I know, I know — this is the most cliched new year advice in the world, but for the past few years I've started doing Yoga with Adriene's 30 Day Yoga Journey and it's been amazing for me. Working out is hard (especially if you're not a fan, like me) and this is an easy way for me to get into a routine without too much effort since I can do it at home anytime I want. Plus, because she's been doing these for a few years, I start a old video series in February and it keeps me on track for a few months. It apparently takes about two weeks to start a habit so why not incorporate something into your daily routine now? It doesn't have to be a major shift (sometimes that whole "resolution" concept feels daunting!), but doing something (however small!) new on a daily basis will give you a nice little focus for upcoming gloomy month.  

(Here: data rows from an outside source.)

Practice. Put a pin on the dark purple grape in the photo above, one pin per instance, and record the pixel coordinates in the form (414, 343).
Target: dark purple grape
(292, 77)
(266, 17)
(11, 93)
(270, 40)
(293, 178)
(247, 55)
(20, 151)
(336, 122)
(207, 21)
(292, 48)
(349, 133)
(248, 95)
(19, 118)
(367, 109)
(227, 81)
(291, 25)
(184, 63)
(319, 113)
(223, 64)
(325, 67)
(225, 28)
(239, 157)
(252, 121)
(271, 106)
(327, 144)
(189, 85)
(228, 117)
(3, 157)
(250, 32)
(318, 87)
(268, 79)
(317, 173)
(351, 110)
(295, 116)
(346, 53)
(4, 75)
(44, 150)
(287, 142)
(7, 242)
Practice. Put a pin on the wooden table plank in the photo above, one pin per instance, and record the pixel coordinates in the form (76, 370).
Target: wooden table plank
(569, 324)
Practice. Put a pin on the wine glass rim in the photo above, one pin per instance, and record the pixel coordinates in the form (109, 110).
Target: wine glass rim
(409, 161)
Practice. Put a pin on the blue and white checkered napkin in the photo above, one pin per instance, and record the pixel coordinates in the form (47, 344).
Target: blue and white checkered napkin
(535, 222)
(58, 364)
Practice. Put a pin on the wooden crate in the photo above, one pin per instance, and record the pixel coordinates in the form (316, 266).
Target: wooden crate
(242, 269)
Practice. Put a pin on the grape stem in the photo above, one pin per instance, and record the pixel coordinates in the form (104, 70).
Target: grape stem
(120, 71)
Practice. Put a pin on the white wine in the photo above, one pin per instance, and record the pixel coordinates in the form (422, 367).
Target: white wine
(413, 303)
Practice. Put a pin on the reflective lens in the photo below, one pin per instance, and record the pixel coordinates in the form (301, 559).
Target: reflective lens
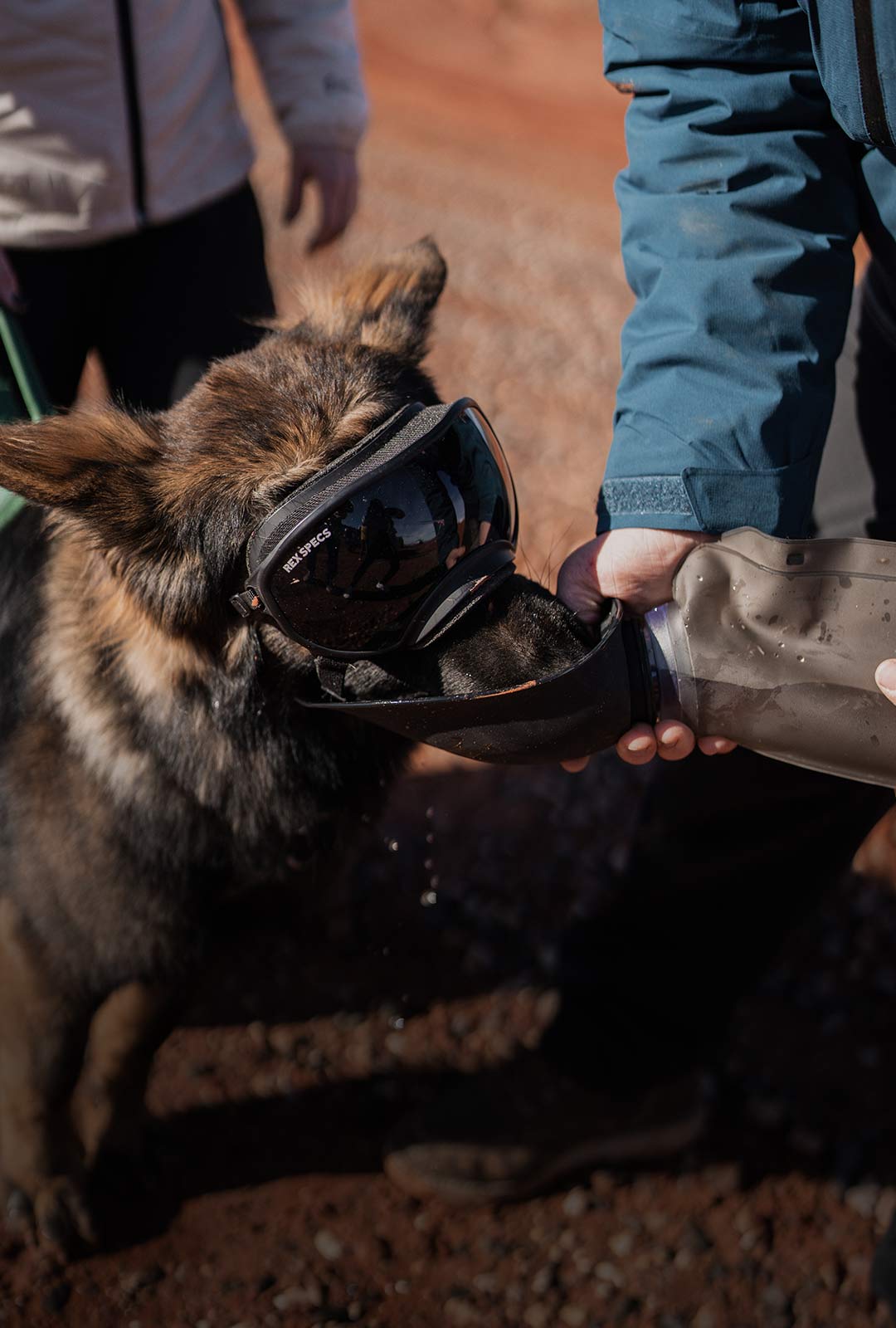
(353, 579)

Last year after Christmas, I decided I was going to leave up the lights all year 'round. I'd decorated my bookshelves and windows with them and I knew that taking them down was one of the hardest bits of post-Christmas de-decorating because it meant a lot of the light would be taken out of the room. Keeping up lights always seemed too college-dorm-room to me, but once I decided to embrace them, it was kinda awesome. I generally don't use them much in the warmer months, but they keep my place feeling cozy and hygge-like all winter long. Lights might not be your thing, but try to do something at home that'll keep you feeling cozy and uplifted throughout the darkest months of the year. Even a little thing can have a big impact on your mood!

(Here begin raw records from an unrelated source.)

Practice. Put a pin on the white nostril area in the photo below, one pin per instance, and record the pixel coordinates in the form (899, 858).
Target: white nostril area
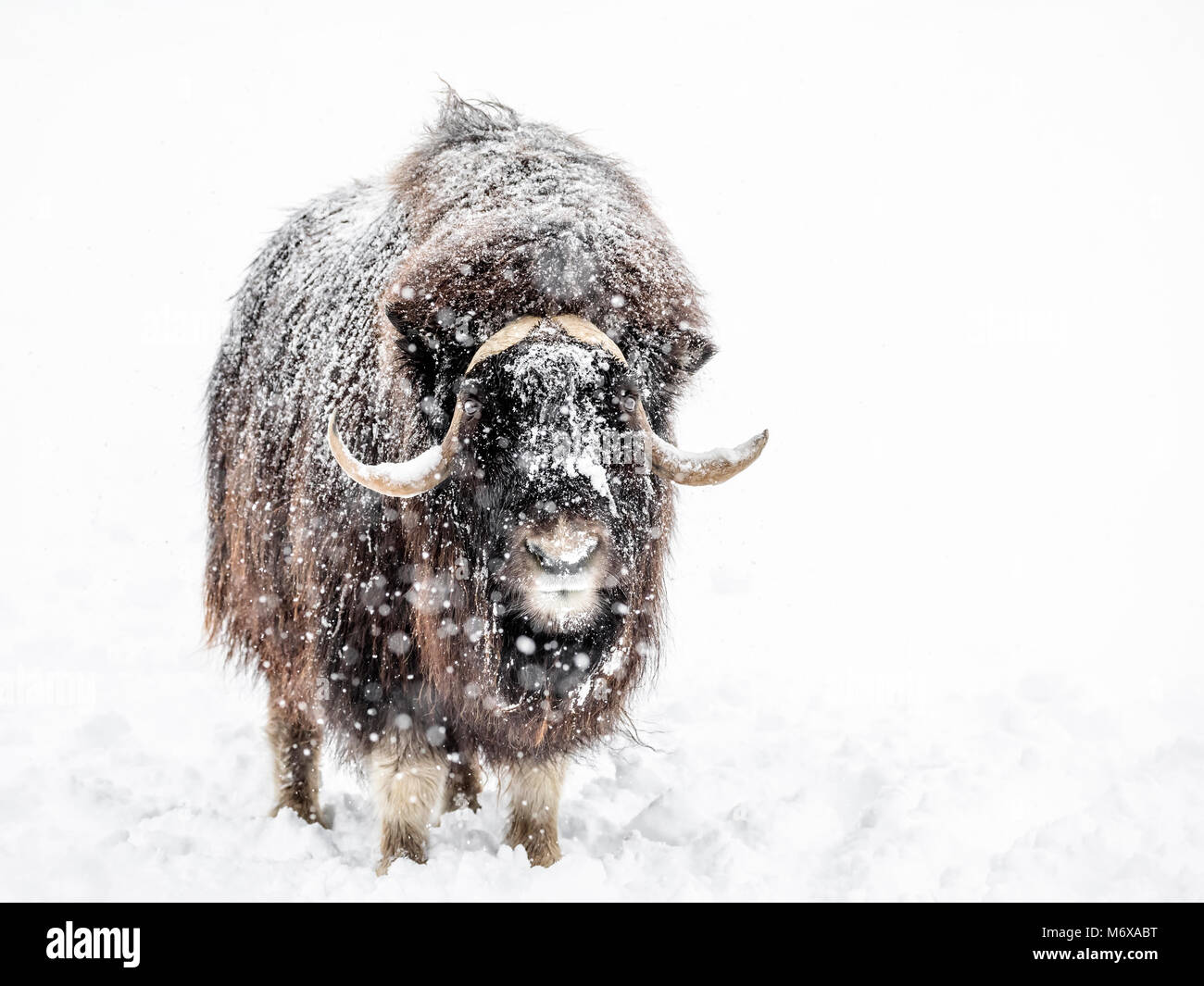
(565, 553)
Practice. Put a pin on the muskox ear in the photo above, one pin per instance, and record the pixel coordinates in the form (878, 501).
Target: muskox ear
(420, 348)
(689, 351)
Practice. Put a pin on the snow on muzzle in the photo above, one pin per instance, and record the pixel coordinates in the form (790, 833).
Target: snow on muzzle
(426, 471)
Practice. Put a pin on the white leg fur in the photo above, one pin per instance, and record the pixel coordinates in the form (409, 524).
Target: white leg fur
(409, 784)
(534, 805)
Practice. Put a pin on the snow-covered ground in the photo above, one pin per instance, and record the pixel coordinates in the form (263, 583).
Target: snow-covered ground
(942, 642)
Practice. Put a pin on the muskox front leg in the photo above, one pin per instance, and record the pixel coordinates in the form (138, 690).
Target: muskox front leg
(464, 784)
(295, 738)
(409, 780)
(534, 802)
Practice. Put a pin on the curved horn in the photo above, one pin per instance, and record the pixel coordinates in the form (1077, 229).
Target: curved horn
(426, 471)
(690, 468)
(697, 468)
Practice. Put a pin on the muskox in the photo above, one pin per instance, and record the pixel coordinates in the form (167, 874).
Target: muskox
(441, 471)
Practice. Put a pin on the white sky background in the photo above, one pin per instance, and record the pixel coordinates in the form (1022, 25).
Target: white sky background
(952, 255)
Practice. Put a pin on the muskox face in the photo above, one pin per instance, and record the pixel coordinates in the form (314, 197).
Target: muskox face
(560, 474)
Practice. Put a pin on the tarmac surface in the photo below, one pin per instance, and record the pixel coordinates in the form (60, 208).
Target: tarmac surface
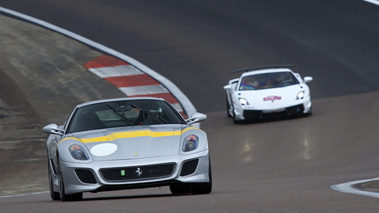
(32, 80)
(287, 165)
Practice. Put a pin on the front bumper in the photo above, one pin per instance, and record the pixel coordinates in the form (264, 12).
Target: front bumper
(294, 110)
(138, 173)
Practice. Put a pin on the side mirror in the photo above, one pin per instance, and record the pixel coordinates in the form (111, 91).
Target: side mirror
(196, 117)
(307, 79)
(227, 87)
(53, 129)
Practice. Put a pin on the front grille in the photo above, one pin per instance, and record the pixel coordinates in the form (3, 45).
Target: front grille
(295, 110)
(189, 167)
(86, 176)
(138, 172)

Years ago, I wrote New Year, Same Me: 6 Stay-the-Same Resolutions, and I think about it every year when all of the articles and blog posts on making and keeping new year's resolutions start popping up everywhere. There's always so much focus on what we want to change and what we hope for in the year ahead (or reflections on what happened the year before), and most people don't pause to think about what they want to stay the same in the upcoming months. Resolutions might work for some people, but I personally find them frustratingly ineffective. Since I wrote that post back in 2010, I've found it a lot more useful to think about what worked well in the previous year and direct my focus to creating more of that in my life. Instead of focusing on what you don't want to be (or don't feel you are), try zeroing in on what's working about you and your life, and it's sure to make January a bit more joyful (and perhaps a little less judgmental, too!). 


If you're struggling right now, don't forget: you're not alone. A lot of us have a hard time during this time of year, and the best thing you can do is do what you can to make the most of it. Hopefully these tips will provide some inspiration for the weeks to come, but if you're really feeling down and can't seem to shake the January blues, I highly recommend seeking advice from a professional. Therapy (and light therapy!) can work wonders for the toughest time of the year.